When the above processing is completed to the end of the NC command program,
The tool trajectory on the temporary scale of the specified NC command program is stored in the graphic RAM 2], and the microcomputer 1o changes the contents of the graphic RAM 2 by switching the address switching circuit 18 to the scanning address side. The display control circuit sequentially reads out the tool locus and displays it on the display screen 25.

If the operator is satisfied with this display screen,
You can check the program while looking at the display screen. Also, the temporary maximum value.

Because the minimum value setting is inappropriate, nothing is displayed on the screen, or even if something is displayed, the necessary part is not displayed, or the necessary part is displayed but the appropriate maximum and minimum values are not displayed. If it is difficult to obtain the values, press the automatic drawing key MD (15), and as shown in the flowchart in Figure 1, the maximum and minimum values obtained during the previous drawing will be displayed in the official format. maximum.

Since the drawing process is performed using the minimum set value, the tool trajectory, etc., will be drawn at a drawing magnification that allows the entire tool trajectory of the specified NC command program to fit within the screen, and at the center coordinates of the drawing screen.

Furthermore, if it is possible to select conventional methods 1 to 3 after the first drawing (however, selecting method 2 is practically meaningless), the degree of freedom in operation will be greater. It is suitable.

As described in detail, according to the present invention, the temporary maximum coordinate value and minimum coordinate value initially given by the key input means are the selected N.
If it is a consistent setting value that corresponds to the C command program, it is 1.
You will be able to get a satisfactory drawing result on the second drawing,
Furthermore, even if the setting values are inappropriate, if some tool path is displayed, the operator can obtain some information about the program, and the
Since the maximum coordinate value and i-stop coordinate value of the command program have been determined, the next time a predetermined command is input and drawing is performed again, the determined maximum coordinate value will be used.
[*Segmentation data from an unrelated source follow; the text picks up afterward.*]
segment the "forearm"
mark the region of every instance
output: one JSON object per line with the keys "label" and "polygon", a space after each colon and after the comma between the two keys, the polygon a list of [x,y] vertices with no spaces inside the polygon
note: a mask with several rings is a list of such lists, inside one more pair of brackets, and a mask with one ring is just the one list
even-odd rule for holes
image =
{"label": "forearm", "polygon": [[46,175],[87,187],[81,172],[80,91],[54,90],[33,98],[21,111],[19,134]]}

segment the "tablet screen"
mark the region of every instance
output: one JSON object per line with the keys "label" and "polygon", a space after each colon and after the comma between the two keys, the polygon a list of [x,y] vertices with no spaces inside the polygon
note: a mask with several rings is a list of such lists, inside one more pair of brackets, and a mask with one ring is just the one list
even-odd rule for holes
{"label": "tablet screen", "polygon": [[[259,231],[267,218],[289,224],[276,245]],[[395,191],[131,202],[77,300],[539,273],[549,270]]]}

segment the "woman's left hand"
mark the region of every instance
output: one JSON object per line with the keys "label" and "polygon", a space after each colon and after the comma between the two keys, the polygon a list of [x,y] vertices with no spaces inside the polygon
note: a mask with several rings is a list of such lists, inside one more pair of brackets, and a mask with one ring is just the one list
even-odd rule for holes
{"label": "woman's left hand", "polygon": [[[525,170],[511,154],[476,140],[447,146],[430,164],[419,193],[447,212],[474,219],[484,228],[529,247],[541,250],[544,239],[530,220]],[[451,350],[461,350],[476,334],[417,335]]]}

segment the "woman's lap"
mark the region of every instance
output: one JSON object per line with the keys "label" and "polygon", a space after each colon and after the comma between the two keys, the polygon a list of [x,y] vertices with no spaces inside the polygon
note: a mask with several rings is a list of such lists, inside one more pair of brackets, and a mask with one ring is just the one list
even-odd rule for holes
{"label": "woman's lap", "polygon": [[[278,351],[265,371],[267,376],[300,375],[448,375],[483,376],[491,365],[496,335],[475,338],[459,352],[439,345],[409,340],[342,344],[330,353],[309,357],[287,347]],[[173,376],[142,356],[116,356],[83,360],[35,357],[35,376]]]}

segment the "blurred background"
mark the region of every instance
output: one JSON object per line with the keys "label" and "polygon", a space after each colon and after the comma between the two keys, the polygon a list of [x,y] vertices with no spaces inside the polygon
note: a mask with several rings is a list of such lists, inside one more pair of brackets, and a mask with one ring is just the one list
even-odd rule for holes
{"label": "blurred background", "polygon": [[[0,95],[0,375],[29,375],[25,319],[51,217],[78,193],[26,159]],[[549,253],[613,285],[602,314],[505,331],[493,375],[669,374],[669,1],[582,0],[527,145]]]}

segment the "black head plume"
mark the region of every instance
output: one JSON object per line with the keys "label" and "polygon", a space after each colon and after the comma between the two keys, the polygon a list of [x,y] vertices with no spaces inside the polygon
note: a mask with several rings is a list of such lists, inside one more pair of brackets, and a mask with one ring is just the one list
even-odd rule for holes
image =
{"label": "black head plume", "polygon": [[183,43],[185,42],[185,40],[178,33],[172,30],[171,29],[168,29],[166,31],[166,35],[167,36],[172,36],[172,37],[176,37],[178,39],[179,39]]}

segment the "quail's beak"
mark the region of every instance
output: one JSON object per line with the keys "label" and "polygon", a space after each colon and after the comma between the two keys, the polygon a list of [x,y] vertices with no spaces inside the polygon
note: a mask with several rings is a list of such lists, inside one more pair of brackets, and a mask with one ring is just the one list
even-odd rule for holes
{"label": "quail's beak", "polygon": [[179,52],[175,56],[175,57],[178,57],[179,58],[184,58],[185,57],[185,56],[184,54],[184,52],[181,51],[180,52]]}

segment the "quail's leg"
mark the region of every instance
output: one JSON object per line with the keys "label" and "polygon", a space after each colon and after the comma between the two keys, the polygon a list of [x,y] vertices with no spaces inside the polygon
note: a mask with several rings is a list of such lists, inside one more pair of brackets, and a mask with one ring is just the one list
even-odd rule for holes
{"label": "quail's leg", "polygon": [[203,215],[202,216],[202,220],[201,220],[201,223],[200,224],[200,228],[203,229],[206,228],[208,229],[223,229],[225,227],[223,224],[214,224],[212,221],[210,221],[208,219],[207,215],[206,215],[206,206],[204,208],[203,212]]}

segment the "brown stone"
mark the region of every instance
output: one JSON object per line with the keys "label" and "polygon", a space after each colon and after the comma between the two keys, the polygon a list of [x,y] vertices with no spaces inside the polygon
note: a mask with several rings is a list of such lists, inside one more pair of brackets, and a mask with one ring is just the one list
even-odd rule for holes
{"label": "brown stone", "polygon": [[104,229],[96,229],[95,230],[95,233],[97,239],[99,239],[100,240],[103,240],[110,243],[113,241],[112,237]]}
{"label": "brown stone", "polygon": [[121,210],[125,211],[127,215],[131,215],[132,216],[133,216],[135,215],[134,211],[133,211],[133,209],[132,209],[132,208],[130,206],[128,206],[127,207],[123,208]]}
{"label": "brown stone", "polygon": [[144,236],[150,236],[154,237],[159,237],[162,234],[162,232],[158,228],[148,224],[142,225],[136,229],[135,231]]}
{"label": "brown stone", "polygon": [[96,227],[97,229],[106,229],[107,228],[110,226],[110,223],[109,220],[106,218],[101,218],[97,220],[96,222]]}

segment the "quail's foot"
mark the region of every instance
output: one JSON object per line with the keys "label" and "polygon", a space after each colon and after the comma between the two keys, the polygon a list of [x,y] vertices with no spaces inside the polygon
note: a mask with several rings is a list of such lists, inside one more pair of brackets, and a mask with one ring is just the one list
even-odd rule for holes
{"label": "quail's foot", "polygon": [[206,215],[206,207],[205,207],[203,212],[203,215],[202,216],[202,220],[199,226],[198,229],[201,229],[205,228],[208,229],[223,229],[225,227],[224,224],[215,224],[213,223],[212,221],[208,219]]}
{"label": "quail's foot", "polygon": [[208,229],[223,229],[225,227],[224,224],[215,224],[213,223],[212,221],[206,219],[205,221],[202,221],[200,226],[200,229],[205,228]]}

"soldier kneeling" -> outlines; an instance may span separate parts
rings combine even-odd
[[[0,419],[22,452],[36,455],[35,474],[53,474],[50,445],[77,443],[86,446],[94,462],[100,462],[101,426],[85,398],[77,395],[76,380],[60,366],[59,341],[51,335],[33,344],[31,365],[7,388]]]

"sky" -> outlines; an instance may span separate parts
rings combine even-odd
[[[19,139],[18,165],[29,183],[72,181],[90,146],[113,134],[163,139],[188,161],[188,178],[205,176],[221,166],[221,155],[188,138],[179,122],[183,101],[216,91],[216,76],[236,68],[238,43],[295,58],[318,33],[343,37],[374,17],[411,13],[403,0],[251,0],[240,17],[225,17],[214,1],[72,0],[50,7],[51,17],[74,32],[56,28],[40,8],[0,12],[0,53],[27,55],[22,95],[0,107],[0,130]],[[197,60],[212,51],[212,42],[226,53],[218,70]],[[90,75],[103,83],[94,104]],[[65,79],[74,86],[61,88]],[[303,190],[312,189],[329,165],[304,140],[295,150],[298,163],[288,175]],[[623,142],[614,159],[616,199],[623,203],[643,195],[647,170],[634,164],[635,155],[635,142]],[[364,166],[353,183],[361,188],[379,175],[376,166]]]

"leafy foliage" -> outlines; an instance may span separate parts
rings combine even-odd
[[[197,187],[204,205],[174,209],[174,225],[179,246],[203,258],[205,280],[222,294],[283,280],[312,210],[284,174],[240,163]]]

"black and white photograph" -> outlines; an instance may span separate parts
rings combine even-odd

The drawing magnification allows the minimum coordinate value to fit within the screen, and the tool path, etc. is drawn using the center coordinates of the drawing screen, making it possible to reliably draw the entire tool path, etc., and the optimal drawing scale as a whole can be drawn as early as possible. It becomes possible to set.

[Brief explanation of the drawing]

Fig. 1 is a flowchart showing the processing flow of the method according to the embodiment of the present invention, Fig. 2 is a block diagram of main parts of a numerical control device implementing the invention, and Fig. 3 explains the relationship between the tool trajectory to be drawn and the screen scale. This is a diagram. 10 is a microcomputer, 11 is a ROM, 12 is an R
AM, 14 is a CMOS memory that stores the NC command program, 15 is MDI, 16 is a CRT controller, 21
2 is a graphic RAM, 24 is a display unit, and 25 is a display screen.

Claims (1)

[Claims] In a drawing method for a graphic display for a numerical control device that decodes the contents of an NC command program and draws a tool trajectory, etc. on a display screen, the tool trajectory, etc. of a selected NC command program is first displayed in the maximum coordinates given by the key input means. value, the drawing magnification at which the minimum coordinate value fits within the screen,
In addition to determining the center coordinates of the drawing screen and drawing using these coordinates, in parallel with the drawing process, the maximum and minimum coordinate values of the selected NC command program are determined, and when a predetermined command is input after the drawing is completed, , a graphic for a numerical control device, characterized in that the drawing magnification and the center coordinates of the drawing screen are determined so that the maximum coordinate value and the minimum coordinate value obtained above are within the screen, and the tool path, etc. of the selected program is drawn in accordance with the drawing magnification and drawing screen center coordinates. How to draw the display.